Worst Single-Site Disaster Tamed by Crisis Management Approach
- Published on October 25, 2007
Just shortly after noon on Friday, February 26, an explosion rocked New York City and was literally heard around the world. The bombing of the World Trade Center took the lives of six people working in the huge complex and reportedly caused more than 1,500 injuries. It also took the world’s business and financial communities by surprise and, unfortunately, many companies with data centers or remote printing operations in the complex were caught without a disaster recovery plan in place.
As hundreds of firefighters and rescue workers searched the many floors of the affected buildings and worked to free commuters trapped in the path tunnels below, a rescue effort of a different nature was already underway for customers of SunGard Recovery Services.
Almost immediately, SunGard’s Crisis Management Team swung into action. Before the first customer called, the team had already identified every potentially affected subscriber and their exact locations in the World Trade Center complex. Using SunGard’s proprietary Resource Management System (RMS), the team identified the required configurations and developed an action plan for recovery efforts.
The Crisis Management Approach enabled SunGard to respond swiftly and efficiently as the disaster unfolded, analyzing recovery requirements and anticipating subscribers’ needs in the event of a worst-case scenario. The Crisis Management team is comprised of SunGard’s senior management and recovery center operations staff. Once immediate needs were identified and addressed, the operations staff touched base with key suppliers to ensure that any additional equipment that might be required would be available for immediate shipment to either a MegaCenter or remote recovery location. Operations and security teams were mobilized, vacations canceled and the scheduling of 12-hour shifts began.
Subscribers scheduled for weekend testing were put on notice of possible declarations while the Crisis Management Team quickly initiated strategies to minimize disruptions of the testing schedule. All emergency scheduling and logistical plans were in place by 8:00 p.m. Friday, 15 hours before the first disaster declaration by a SunGard subscriber.
By 11:00 a.m. Saturday the first declaration was called in to SunGard by a DEC subscriber, Yasuda Bank & Trust (USA). Four other subscribers followed including a commodities trader, a commodities processing service, a major reinsurance provider and a transportation company. The commodities trader, a subscriber to IBM 4381 service, was the last to declare and did not do so until Tuesday, March 2.

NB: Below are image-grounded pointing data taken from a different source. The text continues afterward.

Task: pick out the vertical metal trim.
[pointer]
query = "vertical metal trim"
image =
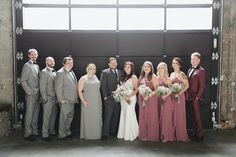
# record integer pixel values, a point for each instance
(15, 97)
(69, 7)
(219, 61)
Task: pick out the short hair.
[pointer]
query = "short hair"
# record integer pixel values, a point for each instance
(110, 59)
(90, 66)
(179, 60)
(197, 54)
(32, 50)
(66, 59)
(164, 65)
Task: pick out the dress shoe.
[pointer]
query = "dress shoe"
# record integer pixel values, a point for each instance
(197, 139)
(69, 137)
(30, 138)
(35, 135)
(53, 134)
(62, 138)
(104, 138)
(48, 139)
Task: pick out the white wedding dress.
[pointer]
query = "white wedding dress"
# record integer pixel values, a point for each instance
(128, 126)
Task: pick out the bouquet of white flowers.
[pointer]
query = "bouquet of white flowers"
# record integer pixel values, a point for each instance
(144, 91)
(119, 93)
(162, 90)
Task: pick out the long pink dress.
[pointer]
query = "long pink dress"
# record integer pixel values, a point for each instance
(180, 129)
(166, 116)
(148, 115)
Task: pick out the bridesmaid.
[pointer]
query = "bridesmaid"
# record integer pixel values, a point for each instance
(166, 106)
(91, 105)
(178, 76)
(148, 106)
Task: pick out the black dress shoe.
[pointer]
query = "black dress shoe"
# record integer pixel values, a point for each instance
(197, 139)
(30, 138)
(36, 135)
(63, 138)
(104, 138)
(48, 139)
(69, 137)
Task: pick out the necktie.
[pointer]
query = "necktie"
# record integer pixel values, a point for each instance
(115, 73)
(191, 72)
(72, 75)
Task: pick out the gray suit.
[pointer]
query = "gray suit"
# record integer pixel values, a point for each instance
(66, 91)
(109, 83)
(48, 97)
(30, 84)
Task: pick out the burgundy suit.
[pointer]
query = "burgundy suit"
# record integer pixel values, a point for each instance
(194, 95)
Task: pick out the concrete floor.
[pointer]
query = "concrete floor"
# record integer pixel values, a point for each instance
(216, 144)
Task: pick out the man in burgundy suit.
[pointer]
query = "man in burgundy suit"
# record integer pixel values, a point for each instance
(196, 75)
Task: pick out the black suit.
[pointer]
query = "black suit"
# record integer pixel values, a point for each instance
(109, 82)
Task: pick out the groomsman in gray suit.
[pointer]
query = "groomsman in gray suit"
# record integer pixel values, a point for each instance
(110, 78)
(48, 98)
(30, 84)
(66, 91)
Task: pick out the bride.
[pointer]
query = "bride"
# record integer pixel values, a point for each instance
(128, 126)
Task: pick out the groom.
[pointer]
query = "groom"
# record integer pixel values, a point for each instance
(197, 80)
(110, 78)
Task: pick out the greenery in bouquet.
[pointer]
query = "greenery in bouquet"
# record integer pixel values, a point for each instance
(162, 90)
(176, 88)
(144, 90)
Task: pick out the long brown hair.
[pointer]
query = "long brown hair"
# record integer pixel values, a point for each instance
(125, 77)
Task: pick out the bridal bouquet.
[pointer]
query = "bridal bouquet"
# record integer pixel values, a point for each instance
(176, 88)
(162, 91)
(119, 93)
(144, 91)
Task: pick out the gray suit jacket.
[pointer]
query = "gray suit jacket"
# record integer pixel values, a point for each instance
(30, 78)
(109, 82)
(47, 85)
(66, 86)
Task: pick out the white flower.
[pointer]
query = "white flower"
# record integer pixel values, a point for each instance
(176, 88)
(144, 90)
(120, 92)
(162, 91)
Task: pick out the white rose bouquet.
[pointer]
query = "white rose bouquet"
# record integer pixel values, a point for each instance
(145, 91)
(119, 93)
(162, 91)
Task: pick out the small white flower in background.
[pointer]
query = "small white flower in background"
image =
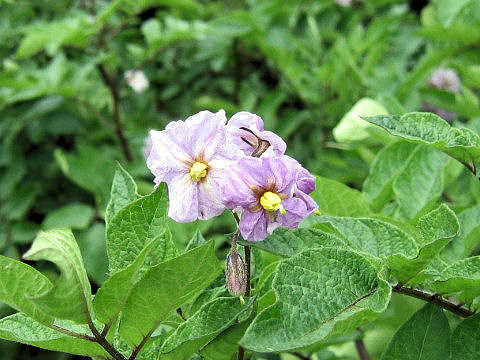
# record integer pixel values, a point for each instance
(137, 80)
(445, 79)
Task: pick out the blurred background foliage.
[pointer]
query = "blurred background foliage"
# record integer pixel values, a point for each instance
(82, 82)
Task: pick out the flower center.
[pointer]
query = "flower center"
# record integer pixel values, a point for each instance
(272, 202)
(198, 171)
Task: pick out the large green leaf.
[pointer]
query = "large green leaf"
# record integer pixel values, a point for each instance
(112, 296)
(389, 163)
(20, 284)
(319, 292)
(71, 298)
(421, 181)
(407, 251)
(337, 199)
(226, 344)
(164, 288)
(463, 276)
(425, 336)
(122, 193)
(210, 320)
(426, 128)
(465, 242)
(135, 226)
(465, 345)
(20, 328)
(289, 242)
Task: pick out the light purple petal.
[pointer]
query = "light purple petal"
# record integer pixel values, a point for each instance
(209, 195)
(276, 142)
(306, 182)
(253, 225)
(284, 171)
(166, 159)
(183, 198)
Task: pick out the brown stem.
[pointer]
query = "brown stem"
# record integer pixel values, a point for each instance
(434, 298)
(74, 334)
(362, 350)
(114, 91)
(248, 266)
(301, 356)
(103, 342)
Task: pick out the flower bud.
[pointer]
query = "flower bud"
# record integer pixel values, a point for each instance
(236, 274)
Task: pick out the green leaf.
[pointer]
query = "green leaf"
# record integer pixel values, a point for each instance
(425, 336)
(135, 226)
(112, 296)
(196, 240)
(20, 284)
(407, 251)
(209, 321)
(447, 10)
(352, 129)
(122, 193)
(462, 277)
(94, 252)
(389, 163)
(20, 328)
(465, 339)
(421, 181)
(289, 242)
(426, 128)
(464, 243)
(226, 344)
(337, 199)
(164, 288)
(74, 216)
(319, 292)
(71, 298)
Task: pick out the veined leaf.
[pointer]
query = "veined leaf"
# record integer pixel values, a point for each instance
(406, 252)
(319, 292)
(112, 296)
(164, 288)
(426, 128)
(134, 226)
(337, 199)
(465, 339)
(209, 321)
(122, 193)
(425, 336)
(71, 298)
(20, 284)
(461, 277)
(20, 328)
(289, 242)
(388, 165)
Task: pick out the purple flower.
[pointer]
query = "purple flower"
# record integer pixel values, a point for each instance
(269, 192)
(247, 132)
(191, 156)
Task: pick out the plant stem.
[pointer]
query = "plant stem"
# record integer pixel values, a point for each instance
(362, 350)
(248, 266)
(115, 92)
(434, 298)
(103, 342)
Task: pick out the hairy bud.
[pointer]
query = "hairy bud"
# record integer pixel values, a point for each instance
(236, 274)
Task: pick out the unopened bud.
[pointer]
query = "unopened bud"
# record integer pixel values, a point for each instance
(236, 274)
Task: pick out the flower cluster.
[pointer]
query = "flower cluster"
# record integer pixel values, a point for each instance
(210, 165)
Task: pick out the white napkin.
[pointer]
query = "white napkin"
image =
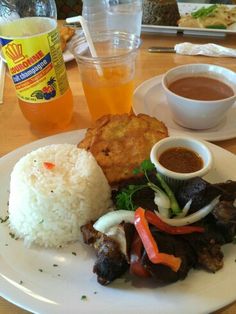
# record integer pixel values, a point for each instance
(211, 50)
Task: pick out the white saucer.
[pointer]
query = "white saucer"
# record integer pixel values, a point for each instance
(149, 98)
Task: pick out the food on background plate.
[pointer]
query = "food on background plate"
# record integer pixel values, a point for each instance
(216, 16)
(120, 143)
(53, 191)
(66, 34)
(160, 12)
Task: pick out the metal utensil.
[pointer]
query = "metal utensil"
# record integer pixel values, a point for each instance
(161, 49)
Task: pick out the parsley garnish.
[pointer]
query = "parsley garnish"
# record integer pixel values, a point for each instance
(204, 11)
(124, 199)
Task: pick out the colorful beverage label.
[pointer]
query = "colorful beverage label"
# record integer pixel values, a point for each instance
(36, 63)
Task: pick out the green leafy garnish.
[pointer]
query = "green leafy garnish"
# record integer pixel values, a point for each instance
(216, 27)
(124, 199)
(204, 11)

In fact, the configurations involved were spread across multiple platforms - IBM, DEC, and Tandem - due to SunGard’s commitment never to assign more than one data center in any one building to the same hotsite. Throughout, SunGard maintained ample recovery capacity for additional disruptions.

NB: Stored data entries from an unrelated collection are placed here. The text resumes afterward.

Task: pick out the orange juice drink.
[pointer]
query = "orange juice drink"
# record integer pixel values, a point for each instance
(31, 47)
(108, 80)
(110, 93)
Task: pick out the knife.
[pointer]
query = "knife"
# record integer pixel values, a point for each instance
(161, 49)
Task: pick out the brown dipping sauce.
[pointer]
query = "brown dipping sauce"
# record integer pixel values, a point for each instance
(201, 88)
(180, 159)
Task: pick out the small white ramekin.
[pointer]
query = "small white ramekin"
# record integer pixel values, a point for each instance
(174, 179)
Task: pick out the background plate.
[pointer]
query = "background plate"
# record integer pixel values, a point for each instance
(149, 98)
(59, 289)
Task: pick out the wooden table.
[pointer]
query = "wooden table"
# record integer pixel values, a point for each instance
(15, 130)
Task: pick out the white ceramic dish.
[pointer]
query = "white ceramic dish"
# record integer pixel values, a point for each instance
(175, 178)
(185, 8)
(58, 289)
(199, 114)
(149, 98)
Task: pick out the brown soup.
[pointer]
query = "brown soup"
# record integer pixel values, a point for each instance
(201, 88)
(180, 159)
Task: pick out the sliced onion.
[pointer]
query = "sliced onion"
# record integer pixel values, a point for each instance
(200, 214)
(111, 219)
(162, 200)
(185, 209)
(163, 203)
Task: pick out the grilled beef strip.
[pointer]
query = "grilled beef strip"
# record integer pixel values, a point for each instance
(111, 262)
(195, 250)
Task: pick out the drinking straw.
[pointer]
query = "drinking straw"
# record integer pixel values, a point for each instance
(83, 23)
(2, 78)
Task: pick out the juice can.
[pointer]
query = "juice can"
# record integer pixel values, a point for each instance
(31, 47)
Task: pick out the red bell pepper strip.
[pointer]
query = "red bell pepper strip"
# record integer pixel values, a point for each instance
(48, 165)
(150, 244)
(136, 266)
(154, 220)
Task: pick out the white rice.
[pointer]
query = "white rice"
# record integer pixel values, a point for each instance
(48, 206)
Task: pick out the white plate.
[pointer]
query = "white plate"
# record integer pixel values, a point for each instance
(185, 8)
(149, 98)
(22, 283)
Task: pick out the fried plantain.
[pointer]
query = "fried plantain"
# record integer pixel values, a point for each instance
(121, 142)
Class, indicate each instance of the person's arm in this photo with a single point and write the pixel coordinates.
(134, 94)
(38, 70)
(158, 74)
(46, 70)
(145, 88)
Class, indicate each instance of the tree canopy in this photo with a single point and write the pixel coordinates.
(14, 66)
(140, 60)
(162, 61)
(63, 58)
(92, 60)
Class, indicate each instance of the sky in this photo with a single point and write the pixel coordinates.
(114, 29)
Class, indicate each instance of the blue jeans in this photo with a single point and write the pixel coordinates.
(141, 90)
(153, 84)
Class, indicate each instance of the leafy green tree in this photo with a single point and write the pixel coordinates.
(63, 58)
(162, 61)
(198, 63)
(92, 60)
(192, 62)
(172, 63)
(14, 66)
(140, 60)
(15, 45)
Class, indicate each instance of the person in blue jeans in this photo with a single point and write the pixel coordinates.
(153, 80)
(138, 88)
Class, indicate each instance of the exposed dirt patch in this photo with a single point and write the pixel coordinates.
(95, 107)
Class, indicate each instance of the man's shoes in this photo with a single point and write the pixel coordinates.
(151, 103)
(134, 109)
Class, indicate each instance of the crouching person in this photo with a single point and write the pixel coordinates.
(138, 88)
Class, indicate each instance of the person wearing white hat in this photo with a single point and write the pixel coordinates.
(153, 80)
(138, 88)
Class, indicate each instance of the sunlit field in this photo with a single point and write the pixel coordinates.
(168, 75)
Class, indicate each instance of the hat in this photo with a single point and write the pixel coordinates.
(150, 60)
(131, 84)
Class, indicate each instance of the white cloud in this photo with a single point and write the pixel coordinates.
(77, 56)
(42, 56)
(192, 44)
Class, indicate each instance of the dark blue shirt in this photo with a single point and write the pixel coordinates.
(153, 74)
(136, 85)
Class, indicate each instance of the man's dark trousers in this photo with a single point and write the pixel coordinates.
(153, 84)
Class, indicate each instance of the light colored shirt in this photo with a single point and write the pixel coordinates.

On Saturday at 1:00 p.m., the affected commodities processing service (a Tandem Cyclone Subscriber) declared; within 30 minutes, the Operations Support Team at the recovery site had their system operating — hours before the subscriber arrived on site. By 2:00 p.m., the team had a large part of their network configuration ready.
The operations team attributes this smooth process to having worked closely with the subscriber during their frequent recovery plan testing, a key component in many successful recoveries.
The biggest service level subscriber from the bombing, a transportation company using an IBM 3090-400J configuration, declared Saturday at 3:30 p.m. Half an hour later, the reinsurance provider (IBM 3090-400E) also declared.
As subscribers arrived on site, senior operations managers worked with each one of them to ensure coordination of all necessary logistics - special equipment needs, hotel accommodations, meals and other details.
The Crisis Management Team remained activated and early Sunday they completed an updated configuration plan for subscriber testing and support for the on-going recovery efforts.
By 11:00 a.m. Monday, the commodities processing service had the system at their home site up and running while SunGard kept their Tandem Cyclone configuration at the recovery site running parallel in the event of the home system’s failure.
An important point: within 24 hours of arriving on site, each subscriber had their systems restored and operational and were preparing to implement the production processing phase. The first phase of the crisis had passed.
At this writing, all five subscribers have made rapid, successful recoveries. Three subscribers have migrated to their homesites or other coldsite locations until they can return to their corporate data centers; two are continuing to operate from the recovery facility.
Mr. Onorato joined SunGard in January 1989 as senior director, operations, bringing him 15 years of experience in data processing and telecommunications. In his current position as Vice President, Operations, Onorato oversees the day-to-day operations of SunGard’s Philadelphia MegaCenter.
This article adapted from Vol. 6 #2.